La diputada enfatizó que la intervención de Donald Trump no fue un secuestro de un presidente legítimo, sino un acto necesario para poner fin a la criminalidad que ha marcado la historia reciente de Venezuela.
“El tirano del Helicóide, de la tumba y del Chevín, de la tortura como norma, del saqueo como sistema”, describió Álvarez de Toledo, estableciendo un paralelo entre la lucha por la libertad en Venezuela y los movimientos democráticos en otras partes del mundo, como Irán.
En un ataque directo a los miembros de Podemos, Álvarez de Toledo criticó su postura sobre el feminismo, argumentando que “su feminismo acaba donde empieza la financiación iraní”.
Afirmó que un verdadero demócrata no distingue entre dictaduras por su ideología, y que quienes toleran el maltrato según quién lo ejerza no son verdaderos demócratas ni feministas, sino “hipócritas”.
Con firmeza, apuntó: “Voy a contar la verdad de su política sobre Venezuela, con hechos para desmontar su fatuo y vacuo propaganda”.

La diputada desmenuzó la hipocresía socialista en cuatro puntos clave: los presos, el derecho internacional, la soberanía y la transición.
Comenzando con el tema de los presos políticos, cuestionó la figura de José Luis Rodríguez Zapatero, a quien acusó de ser “el gran blanqueador de la tiranía chavisca”.
Álvarez de Toledo exigió respuestas: “¿Cuántos presos ha sacado Zapatero y cuántos ha contribuido a meter?”.
La respuesta, según ella, es clara: el expresidente español ha sido un facilitador del régimen.
El segundo punto de su crítica se centró en el derecho internacional.
“¿Por qué no recurrieron a la ONU?”, preguntó, aludiendo a la inacción del gobierno español frente a las violaciones de derechos humanos en Venezuela.
“Ustedes votaron en contra y luego ignoraron olímpicamente el mandato del Congreso”, subrayó, evidenciando la doble moral de quienes critican a Trump mientras aplaudían a Obama.
Sobre la soberanía venezolana, Álvarez de Toledo cuestionó la defensa que el gobierno español hace de ella, preguntando: “¿Con qué ímpetu la defienden ahora contra Trump? ¿Y por qué no antes contra Cuba, Rusia o Irán?”.
Describió la presencia de agentes cubanos en Venezuela como una injerencia que no puede ser ignorada.
“¿Qué hacían ahí, señor ministro? ¿Turismo cultural?”, ironizó, mientras pedía una respuesta clara sobre la postura del gobierno español.
Finalmente, abordó el tema de la transición política en Venezuela, rechazando las propuestas del gobierno español.
“El gobierno quiere reciclar el régimen chavista, quiere salvar a Delcy para salvarse a sí mismo”, afirmó, refiriéndose a Delcy Rodríguez, a quien describió como “la sibilina cara de Maduro”.
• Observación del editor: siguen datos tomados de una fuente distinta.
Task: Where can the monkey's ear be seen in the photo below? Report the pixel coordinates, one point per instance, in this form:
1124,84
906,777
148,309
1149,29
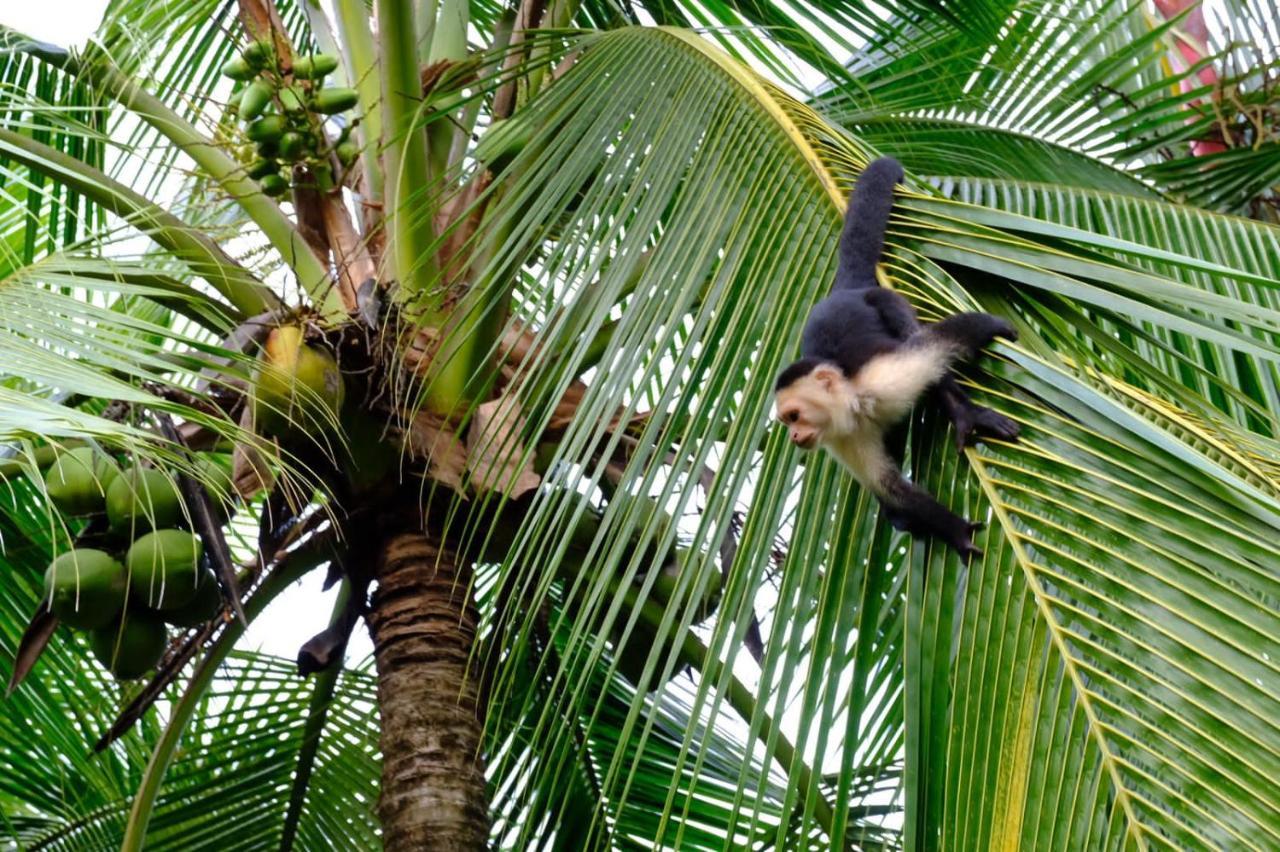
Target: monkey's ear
827,376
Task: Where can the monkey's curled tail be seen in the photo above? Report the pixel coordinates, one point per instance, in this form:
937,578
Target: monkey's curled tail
865,219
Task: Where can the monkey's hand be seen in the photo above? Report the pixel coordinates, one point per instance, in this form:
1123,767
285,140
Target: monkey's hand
963,541
976,422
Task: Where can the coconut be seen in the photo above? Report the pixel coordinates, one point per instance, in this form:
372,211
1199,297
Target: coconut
295,385
85,587
161,567
78,480
144,499
132,649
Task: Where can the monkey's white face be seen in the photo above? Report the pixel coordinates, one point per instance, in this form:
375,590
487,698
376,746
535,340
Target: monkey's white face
813,408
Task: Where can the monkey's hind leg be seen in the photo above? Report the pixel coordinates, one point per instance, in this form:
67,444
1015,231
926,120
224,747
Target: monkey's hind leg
913,509
973,421
969,333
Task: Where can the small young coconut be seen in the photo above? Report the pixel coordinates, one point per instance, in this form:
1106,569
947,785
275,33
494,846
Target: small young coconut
85,587
295,384
77,481
163,568
131,647
142,499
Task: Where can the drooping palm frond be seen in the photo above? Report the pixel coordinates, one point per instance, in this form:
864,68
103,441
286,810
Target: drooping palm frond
1083,87
714,303
682,221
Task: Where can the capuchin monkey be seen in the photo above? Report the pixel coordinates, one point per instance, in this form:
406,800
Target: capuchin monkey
865,360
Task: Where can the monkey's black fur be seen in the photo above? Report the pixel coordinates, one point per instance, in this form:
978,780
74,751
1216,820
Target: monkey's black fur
860,320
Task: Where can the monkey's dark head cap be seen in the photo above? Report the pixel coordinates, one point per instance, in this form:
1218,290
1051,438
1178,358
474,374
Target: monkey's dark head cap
795,371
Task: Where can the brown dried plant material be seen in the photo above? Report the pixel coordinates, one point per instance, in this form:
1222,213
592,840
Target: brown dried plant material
446,456
497,459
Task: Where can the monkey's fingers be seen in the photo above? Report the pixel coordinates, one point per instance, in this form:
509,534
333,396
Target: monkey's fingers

En contraste, destacó a María Corina Machado como “la líder indiscutible de Venezuela”, enfatizando su valor y determinación en la lucha por la libertad.
Álvarez de Toledo concluyó su intervención con un mensaje de esperanza para el pueblo venezolano.
“A pesar de todo, el abrazo sigue vivo”, expresó, refiriéndose a un cuadro en el Congreso que simboliza la transición española.
“Defenderemos el derecho de todos los venezolanos a volverse a abrazar, a la salida de las cárceles, los padres con los hijos, los abuelos con los nietos, y en su anhelado regreso a casa”, prometió, dejando claro que la lucha por la libertad y la justicia en Venezuela es también una lucha que compete a todos.
Con un llamado a la acción, instó a sus colegas a no permitir que la historia se repita y a mantenerse firmes en la defensa de la democracia.
“Zapatero y Sánchez, desgracia para Venezuela y vergüenza para España”, sentenció, cerrando su discurso con una firme determinación de que la libertad de Venezuela debe ser una prioridad para todos.